I think there is a middle ground but agree we should only do this where it adds real value and is clinically safe and there is clear consensus. If not,m as Seref has suggested, the AQL engine should say ‘not valid’. We absolutely cannot and should not try to cover every combination, certainly for comparison but also for equality.

matijap · 18 February 2020 07:15

I would rather stay away from allowing comparison and ordering of any complex objects, even DVs, in AQL. Are there any sensible use cases for that, which can not be worked around by using slightly more complex (but not incomprehensible, but arguably more specific and to-the-point) AQL? I see one or perhaps two: comparing/ordering DV_QUANTITYes and comparing/ordering dates and times.

The second one we (and as I comprehend, @bna’s team as well) solve by specially handling ISO-8601 primitives so that they get interpreted and actually ordered/compared with time zones taken into account etc.

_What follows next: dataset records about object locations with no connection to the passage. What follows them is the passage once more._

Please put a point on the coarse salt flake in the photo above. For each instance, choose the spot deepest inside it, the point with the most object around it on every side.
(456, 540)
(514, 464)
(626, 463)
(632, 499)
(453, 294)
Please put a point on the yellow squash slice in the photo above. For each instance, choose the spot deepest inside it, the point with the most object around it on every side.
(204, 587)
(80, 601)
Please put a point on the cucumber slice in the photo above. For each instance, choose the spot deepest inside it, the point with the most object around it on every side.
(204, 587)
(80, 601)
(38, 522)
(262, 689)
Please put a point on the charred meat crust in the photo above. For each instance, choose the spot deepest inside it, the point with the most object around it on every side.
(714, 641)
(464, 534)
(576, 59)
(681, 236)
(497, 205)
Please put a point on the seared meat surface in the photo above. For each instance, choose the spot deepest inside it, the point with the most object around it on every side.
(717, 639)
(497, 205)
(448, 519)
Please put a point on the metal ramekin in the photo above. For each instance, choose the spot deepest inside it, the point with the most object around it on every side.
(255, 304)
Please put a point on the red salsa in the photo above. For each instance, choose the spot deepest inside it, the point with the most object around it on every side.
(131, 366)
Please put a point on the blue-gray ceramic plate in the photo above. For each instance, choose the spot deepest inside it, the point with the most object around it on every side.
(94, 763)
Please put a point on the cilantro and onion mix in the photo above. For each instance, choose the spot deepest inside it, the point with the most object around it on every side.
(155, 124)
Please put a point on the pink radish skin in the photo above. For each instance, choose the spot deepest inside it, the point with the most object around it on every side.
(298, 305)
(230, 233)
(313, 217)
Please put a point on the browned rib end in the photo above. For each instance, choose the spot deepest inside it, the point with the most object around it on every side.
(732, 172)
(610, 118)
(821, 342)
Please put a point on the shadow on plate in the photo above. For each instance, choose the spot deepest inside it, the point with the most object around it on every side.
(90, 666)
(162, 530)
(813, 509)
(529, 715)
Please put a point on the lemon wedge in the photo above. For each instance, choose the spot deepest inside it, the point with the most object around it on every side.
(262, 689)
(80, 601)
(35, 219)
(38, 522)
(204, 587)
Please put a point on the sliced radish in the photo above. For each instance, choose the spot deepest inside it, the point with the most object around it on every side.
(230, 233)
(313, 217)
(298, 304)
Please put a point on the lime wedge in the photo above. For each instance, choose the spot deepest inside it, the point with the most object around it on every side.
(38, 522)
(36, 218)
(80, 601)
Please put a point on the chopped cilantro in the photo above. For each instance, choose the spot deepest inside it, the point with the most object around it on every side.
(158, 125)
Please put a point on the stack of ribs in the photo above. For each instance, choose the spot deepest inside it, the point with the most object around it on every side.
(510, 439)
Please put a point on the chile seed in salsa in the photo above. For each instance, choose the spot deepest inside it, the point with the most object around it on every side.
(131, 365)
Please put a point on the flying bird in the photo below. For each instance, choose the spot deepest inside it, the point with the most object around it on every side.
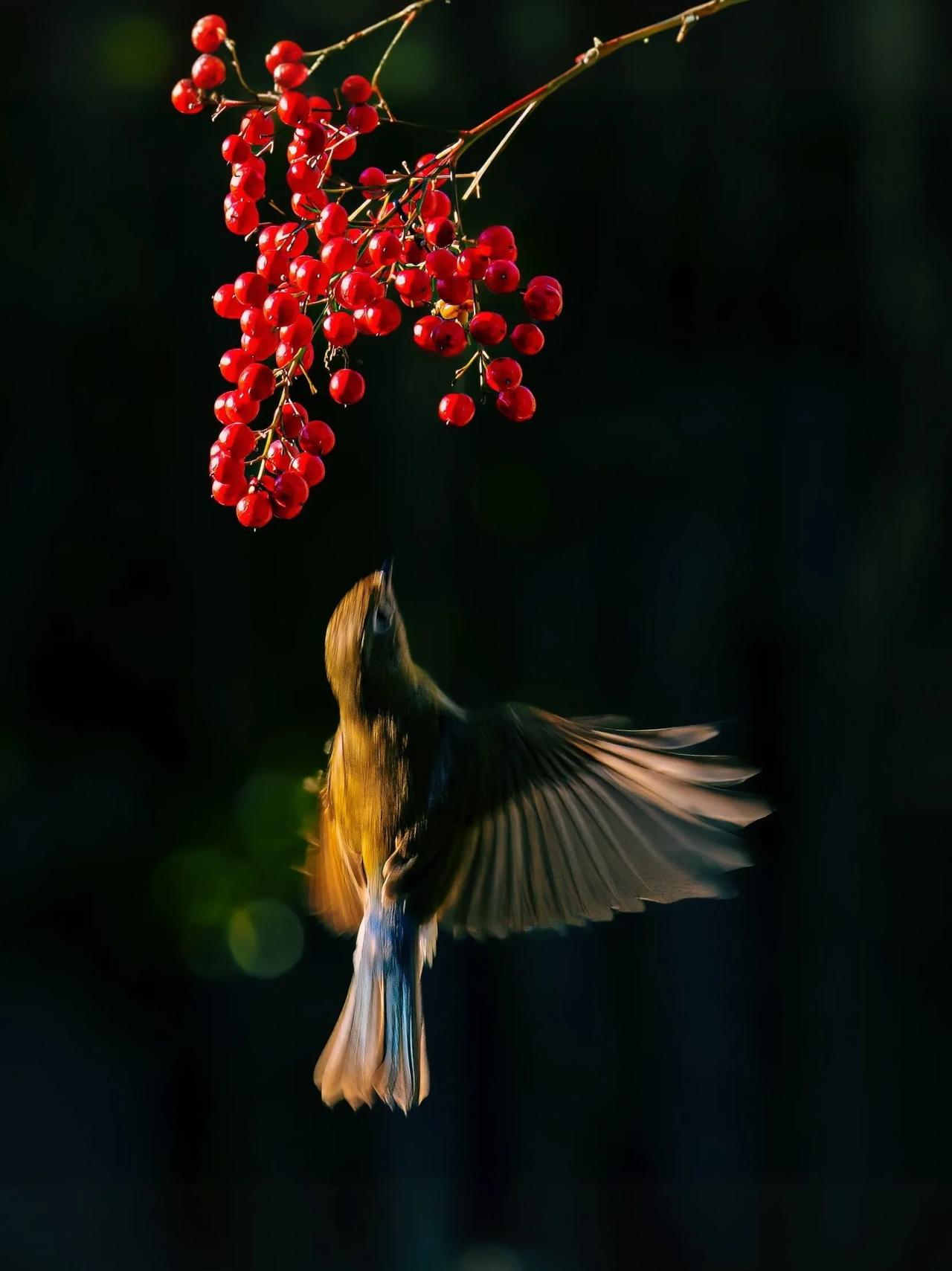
(489, 823)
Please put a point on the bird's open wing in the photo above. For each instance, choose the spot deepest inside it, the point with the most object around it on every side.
(547, 821)
(335, 873)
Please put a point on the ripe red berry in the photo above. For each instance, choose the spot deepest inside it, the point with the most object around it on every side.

The first one could be solvable by defining an AQL function to convert between units based on openly defined rules, which would probably need to disregard any accuracy data, but as @ian.mcnicoll stated, that is to be handled elsewhere. Then one could write where convert(o/path/to/dvquantity, "mmol/l")/magnitude > 100 and similar. Comparison (or ordering) would still be done on a primitive value of magnitude, it would just get converted first (at least in principle; CDRs could optimise this with various kinds of trickery).

This gets us to the topic of how to handle run-time errors (like inconvertible units, possibly only on a subset of available data), but that is discussed elsewhere.